This conceptual section of Smith's presentation ended with a proposed framework for metadata. The librarian constructs the mappings that constitute metadata, while the user is able to examine a particular view of metadata which may depend on the user's domain of interest, or level of expertise. The framework has similarities to the distinction between logical and conceptual levels of data modeling. A satisfactory metadata framework must be able to represent any concept that may be used to describe any aspect of an information object's structure, content, or context.
Central to the proposed framework is the formal concept of an R-structure, or representational structure, a very general formalization that can be applied to any form of human knowledge. At the core of an R-structure are three concepts. First, the domain defines the structure's syntax; for example, the domain of the structure polygon is an ordered sequence of coordinate pairs representing the polygon's vertices. Second, transformations define the operations that are valid on a given domain, and thus give meaning to its elements. For example, the transformations for the domain "polygon" include "area", "centroid", and "circumference". Finally, instances of a domain define actual polygons. R-structures readily accommodate hierarchies, and thus the different levels of abstraction that are inherent in metadata as defined earlier.
A catalog can be viewed as a large set of R-structures, representing the structure, content, and context of each object. R-structures can readily accommodate both digital and non-digital objects. Finally, the catalog itself can be viewed as a single R-structure, with associated admissible transformations.

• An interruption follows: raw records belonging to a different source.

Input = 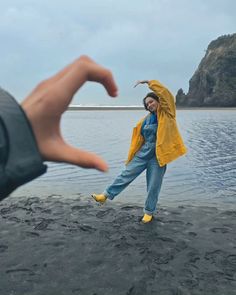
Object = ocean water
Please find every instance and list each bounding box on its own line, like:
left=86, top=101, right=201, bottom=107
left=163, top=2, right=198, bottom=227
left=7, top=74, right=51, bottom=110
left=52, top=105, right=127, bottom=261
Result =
left=13, top=110, right=236, bottom=208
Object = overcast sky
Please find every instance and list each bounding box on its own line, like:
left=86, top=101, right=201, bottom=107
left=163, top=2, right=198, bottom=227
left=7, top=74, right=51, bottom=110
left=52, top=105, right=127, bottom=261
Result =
left=0, top=0, right=236, bottom=105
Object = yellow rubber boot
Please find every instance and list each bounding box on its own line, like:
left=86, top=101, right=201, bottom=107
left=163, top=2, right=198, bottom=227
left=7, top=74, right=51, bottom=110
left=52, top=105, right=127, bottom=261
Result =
left=91, top=194, right=107, bottom=204
left=142, top=213, right=152, bottom=223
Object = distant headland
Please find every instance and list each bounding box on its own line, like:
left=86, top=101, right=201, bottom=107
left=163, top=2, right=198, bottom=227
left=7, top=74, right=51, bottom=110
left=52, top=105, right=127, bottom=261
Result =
left=176, top=34, right=236, bottom=107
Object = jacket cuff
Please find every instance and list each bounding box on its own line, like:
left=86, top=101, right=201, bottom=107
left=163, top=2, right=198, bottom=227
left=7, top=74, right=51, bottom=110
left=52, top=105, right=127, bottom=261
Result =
left=0, top=88, right=47, bottom=200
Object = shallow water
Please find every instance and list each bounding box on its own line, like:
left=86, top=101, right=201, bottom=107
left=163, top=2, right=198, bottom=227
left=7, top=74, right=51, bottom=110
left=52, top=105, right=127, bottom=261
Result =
left=14, top=110, right=236, bottom=206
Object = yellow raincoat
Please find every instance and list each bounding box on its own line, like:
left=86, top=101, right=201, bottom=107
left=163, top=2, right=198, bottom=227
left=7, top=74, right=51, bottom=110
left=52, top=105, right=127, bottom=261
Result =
left=126, top=80, right=187, bottom=167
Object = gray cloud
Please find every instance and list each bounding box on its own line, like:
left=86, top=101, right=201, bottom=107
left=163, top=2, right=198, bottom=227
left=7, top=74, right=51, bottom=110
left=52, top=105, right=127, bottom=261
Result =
left=0, top=0, right=236, bottom=104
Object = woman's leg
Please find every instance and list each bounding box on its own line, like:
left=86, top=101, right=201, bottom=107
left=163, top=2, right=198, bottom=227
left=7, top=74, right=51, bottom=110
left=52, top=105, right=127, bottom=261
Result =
left=103, top=156, right=147, bottom=200
left=144, top=156, right=166, bottom=215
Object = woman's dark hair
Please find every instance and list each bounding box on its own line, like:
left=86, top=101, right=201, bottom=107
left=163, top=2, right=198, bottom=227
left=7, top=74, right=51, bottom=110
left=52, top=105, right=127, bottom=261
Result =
left=143, top=92, right=160, bottom=111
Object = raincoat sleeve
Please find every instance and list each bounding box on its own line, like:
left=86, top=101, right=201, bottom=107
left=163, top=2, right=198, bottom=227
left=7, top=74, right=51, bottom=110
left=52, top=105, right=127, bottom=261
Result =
left=148, top=80, right=176, bottom=118
left=0, top=88, right=47, bottom=200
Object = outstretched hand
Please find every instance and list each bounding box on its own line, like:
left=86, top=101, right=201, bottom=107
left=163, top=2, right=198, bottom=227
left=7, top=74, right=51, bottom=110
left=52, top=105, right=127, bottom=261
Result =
left=22, top=56, right=117, bottom=171
left=134, top=80, right=148, bottom=88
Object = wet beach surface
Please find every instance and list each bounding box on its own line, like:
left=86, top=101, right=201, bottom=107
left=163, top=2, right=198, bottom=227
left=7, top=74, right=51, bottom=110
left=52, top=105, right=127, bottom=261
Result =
left=0, top=195, right=236, bottom=295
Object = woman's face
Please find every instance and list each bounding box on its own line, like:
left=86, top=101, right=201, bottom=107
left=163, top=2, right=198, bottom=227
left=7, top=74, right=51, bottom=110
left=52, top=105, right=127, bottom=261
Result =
left=145, top=96, right=159, bottom=113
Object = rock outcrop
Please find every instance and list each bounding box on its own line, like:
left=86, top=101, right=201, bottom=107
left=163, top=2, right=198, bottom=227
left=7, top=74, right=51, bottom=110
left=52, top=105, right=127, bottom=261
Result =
left=176, top=34, right=236, bottom=107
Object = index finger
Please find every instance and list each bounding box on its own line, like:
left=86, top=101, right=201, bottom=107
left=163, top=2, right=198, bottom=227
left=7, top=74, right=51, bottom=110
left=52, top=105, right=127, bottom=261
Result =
left=57, top=56, right=118, bottom=98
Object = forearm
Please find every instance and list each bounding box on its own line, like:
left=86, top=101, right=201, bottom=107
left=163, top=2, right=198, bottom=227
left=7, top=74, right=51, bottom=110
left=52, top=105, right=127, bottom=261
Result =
left=0, top=89, right=46, bottom=200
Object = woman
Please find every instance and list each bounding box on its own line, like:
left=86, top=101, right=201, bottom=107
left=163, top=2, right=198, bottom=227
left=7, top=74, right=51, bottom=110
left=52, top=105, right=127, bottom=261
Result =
left=92, top=80, right=186, bottom=223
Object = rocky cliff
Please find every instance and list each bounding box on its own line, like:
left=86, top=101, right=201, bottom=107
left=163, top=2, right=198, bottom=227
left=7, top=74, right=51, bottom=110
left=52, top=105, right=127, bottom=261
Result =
left=176, top=34, right=236, bottom=107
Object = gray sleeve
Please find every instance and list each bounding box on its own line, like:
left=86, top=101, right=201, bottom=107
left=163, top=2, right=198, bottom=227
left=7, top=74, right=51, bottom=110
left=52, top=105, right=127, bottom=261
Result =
left=0, top=88, right=47, bottom=200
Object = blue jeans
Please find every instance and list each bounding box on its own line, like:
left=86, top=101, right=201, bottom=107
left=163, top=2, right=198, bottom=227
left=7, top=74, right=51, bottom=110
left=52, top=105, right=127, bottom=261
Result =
left=104, top=151, right=166, bottom=215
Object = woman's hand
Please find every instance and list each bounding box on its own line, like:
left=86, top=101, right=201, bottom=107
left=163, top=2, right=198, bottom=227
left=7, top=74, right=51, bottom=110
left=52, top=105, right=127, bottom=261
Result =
left=22, top=56, right=117, bottom=171
left=134, top=80, right=149, bottom=88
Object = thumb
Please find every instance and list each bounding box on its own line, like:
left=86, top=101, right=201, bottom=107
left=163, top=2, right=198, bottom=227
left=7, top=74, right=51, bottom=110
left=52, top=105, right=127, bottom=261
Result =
left=44, top=143, right=108, bottom=172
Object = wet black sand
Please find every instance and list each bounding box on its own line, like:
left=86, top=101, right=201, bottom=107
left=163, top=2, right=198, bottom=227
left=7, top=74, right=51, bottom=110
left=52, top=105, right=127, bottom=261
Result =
left=0, top=196, right=236, bottom=295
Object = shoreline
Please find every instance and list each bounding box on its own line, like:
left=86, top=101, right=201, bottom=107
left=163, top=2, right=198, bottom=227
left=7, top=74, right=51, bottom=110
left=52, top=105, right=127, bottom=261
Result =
left=0, top=196, right=236, bottom=295
left=67, top=105, right=236, bottom=111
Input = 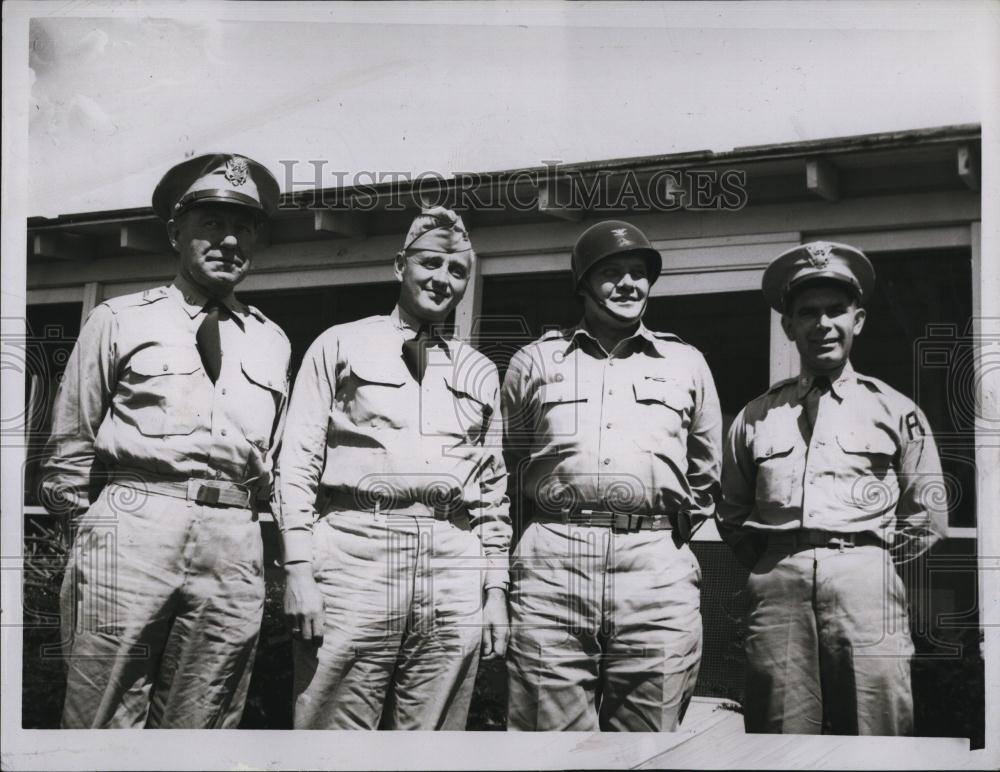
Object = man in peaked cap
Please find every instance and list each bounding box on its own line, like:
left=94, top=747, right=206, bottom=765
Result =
left=718, top=242, right=947, bottom=735
left=275, top=208, right=510, bottom=729
left=43, top=154, right=290, bottom=728
left=502, top=221, right=722, bottom=732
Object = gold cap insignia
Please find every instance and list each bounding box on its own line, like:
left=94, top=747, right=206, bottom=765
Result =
left=806, top=243, right=830, bottom=268
left=226, top=155, right=250, bottom=188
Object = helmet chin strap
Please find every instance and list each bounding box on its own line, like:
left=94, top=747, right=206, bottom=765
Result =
left=583, top=284, right=646, bottom=322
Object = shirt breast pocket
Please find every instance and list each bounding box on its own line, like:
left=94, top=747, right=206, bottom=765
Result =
left=632, top=377, right=693, bottom=450
left=538, top=381, right=589, bottom=437
left=234, top=359, right=288, bottom=451
left=753, top=432, right=802, bottom=511
left=129, top=346, right=211, bottom=437
left=421, top=375, right=493, bottom=444
left=836, top=426, right=896, bottom=483
left=343, top=360, right=406, bottom=429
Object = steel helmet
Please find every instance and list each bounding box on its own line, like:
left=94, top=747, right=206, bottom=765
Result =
left=572, top=220, right=663, bottom=287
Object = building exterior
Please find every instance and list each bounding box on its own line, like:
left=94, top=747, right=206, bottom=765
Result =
left=25, top=125, right=984, bottom=734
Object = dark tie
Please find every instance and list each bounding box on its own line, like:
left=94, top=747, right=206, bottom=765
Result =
left=195, top=300, right=229, bottom=383
left=403, top=325, right=429, bottom=383
left=806, top=375, right=830, bottom=434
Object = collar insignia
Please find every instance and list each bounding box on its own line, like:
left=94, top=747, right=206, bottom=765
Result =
left=806, top=244, right=830, bottom=268
left=226, top=155, right=250, bottom=188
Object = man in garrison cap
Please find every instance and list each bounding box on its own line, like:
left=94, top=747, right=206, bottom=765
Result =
left=43, top=154, right=290, bottom=728
left=718, top=242, right=947, bottom=735
left=502, top=221, right=722, bottom=732
left=274, top=207, right=510, bottom=729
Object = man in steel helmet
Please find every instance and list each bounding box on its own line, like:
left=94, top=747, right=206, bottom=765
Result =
left=502, top=221, right=721, bottom=731
left=718, top=241, right=947, bottom=735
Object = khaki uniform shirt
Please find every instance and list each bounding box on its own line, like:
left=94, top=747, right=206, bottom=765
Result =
left=42, top=277, right=291, bottom=513
left=275, top=308, right=511, bottom=587
left=719, top=363, right=947, bottom=553
left=503, top=323, right=722, bottom=536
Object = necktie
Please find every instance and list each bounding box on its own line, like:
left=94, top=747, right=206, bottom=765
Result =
left=806, top=375, right=830, bottom=434
left=195, top=300, right=229, bottom=383
left=403, top=325, right=428, bottom=383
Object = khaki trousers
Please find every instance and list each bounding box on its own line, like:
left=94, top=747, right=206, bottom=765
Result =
left=507, top=522, right=701, bottom=732
left=61, top=483, right=264, bottom=729
left=294, top=512, right=483, bottom=730
left=744, top=545, right=913, bottom=735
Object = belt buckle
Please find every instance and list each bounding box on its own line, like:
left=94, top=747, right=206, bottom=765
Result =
left=188, top=480, right=220, bottom=504
left=828, top=533, right=857, bottom=552
left=611, top=512, right=639, bottom=533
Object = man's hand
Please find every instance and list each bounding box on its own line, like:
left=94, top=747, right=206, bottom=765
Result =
left=482, top=587, right=510, bottom=659
left=285, top=562, right=326, bottom=644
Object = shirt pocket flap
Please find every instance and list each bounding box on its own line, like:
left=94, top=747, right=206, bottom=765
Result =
left=632, top=378, right=691, bottom=413
left=753, top=430, right=795, bottom=462
left=240, top=359, right=288, bottom=394
left=128, top=346, right=201, bottom=376
left=444, top=373, right=495, bottom=409
left=538, top=381, right=587, bottom=405
left=351, top=360, right=406, bottom=386
left=837, top=427, right=896, bottom=456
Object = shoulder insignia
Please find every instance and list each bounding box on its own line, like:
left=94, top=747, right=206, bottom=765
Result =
left=100, top=287, right=167, bottom=313
left=650, top=330, right=691, bottom=346
left=903, top=410, right=927, bottom=442
left=246, top=303, right=268, bottom=327
left=854, top=372, right=902, bottom=396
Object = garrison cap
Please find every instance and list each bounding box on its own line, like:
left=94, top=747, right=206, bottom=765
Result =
left=571, top=220, right=663, bottom=287
left=403, top=206, right=472, bottom=255
left=761, top=241, right=875, bottom=313
left=153, top=153, right=280, bottom=222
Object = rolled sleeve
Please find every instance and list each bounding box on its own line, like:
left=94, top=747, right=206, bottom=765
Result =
left=687, top=358, right=722, bottom=525
left=272, top=336, right=338, bottom=563
left=470, top=368, right=511, bottom=591
left=41, top=305, right=117, bottom=516
left=716, top=408, right=766, bottom=567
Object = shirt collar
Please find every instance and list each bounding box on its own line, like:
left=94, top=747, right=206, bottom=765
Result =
left=566, top=319, right=661, bottom=355
left=795, top=360, right=857, bottom=400
left=389, top=304, right=451, bottom=356
left=170, top=274, right=250, bottom=326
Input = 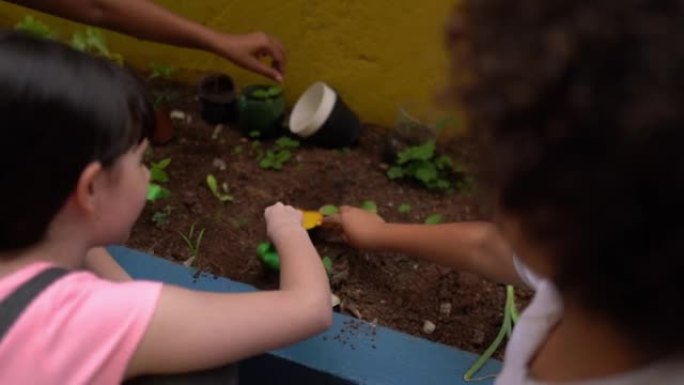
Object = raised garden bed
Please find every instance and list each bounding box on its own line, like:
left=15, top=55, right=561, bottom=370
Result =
left=128, top=82, right=526, bottom=353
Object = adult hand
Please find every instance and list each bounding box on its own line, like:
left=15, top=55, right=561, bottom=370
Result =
left=212, top=32, right=287, bottom=82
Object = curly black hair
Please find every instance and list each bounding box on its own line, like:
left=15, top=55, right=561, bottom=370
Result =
left=447, top=0, right=684, bottom=356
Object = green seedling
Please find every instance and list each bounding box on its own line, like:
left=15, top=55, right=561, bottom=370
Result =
left=256, top=242, right=333, bottom=275
left=147, top=183, right=171, bottom=202
left=150, top=158, right=171, bottom=183
left=14, top=15, right=58, bottom=40
left=397, top=203, right=411, bottom=214
left=249, top=86, right=283, bottom=100
left=463, top=285, right=519, bottom=382
left=425, top=214, right=442, bottom=225
left=147, top=63, right=176, bottom=80
left=361, top=201, right=378, bottom=214
left=147, top=158, right=171, bottom=202
left=257, top=242, right=280, bottom=270
left=152, top=206, right=173, bottom=228
left=71, top=27, right=123, bottom=65
left=387, top=141, right=463, bottom=191
left=318, top=205, right=340, bottom=217
left=178, top=225, right=204, bottom=267
left=207, top=174, right=233, bottom=203
left=259, top=136, right=299, bottom=170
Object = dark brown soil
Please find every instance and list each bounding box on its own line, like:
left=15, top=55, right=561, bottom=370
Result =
left=128, top=84, right=527, bottom=353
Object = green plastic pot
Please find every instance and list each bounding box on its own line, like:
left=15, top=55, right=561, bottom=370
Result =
left=238, top=85, right=285, bottom=139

Smith showed how it is possible to place the answering of user queries within this conceptual framework. Each query is first translated from a forms-based or natural language interface into available R-structures. In some cases the match to R-structures will be straightforward, but in other cases there may be a range of interpretations to be resolved. A team of librarians might focus on one domain of applications, define classes of queries, design associated R-structures, and design appropriate graphical interfaces.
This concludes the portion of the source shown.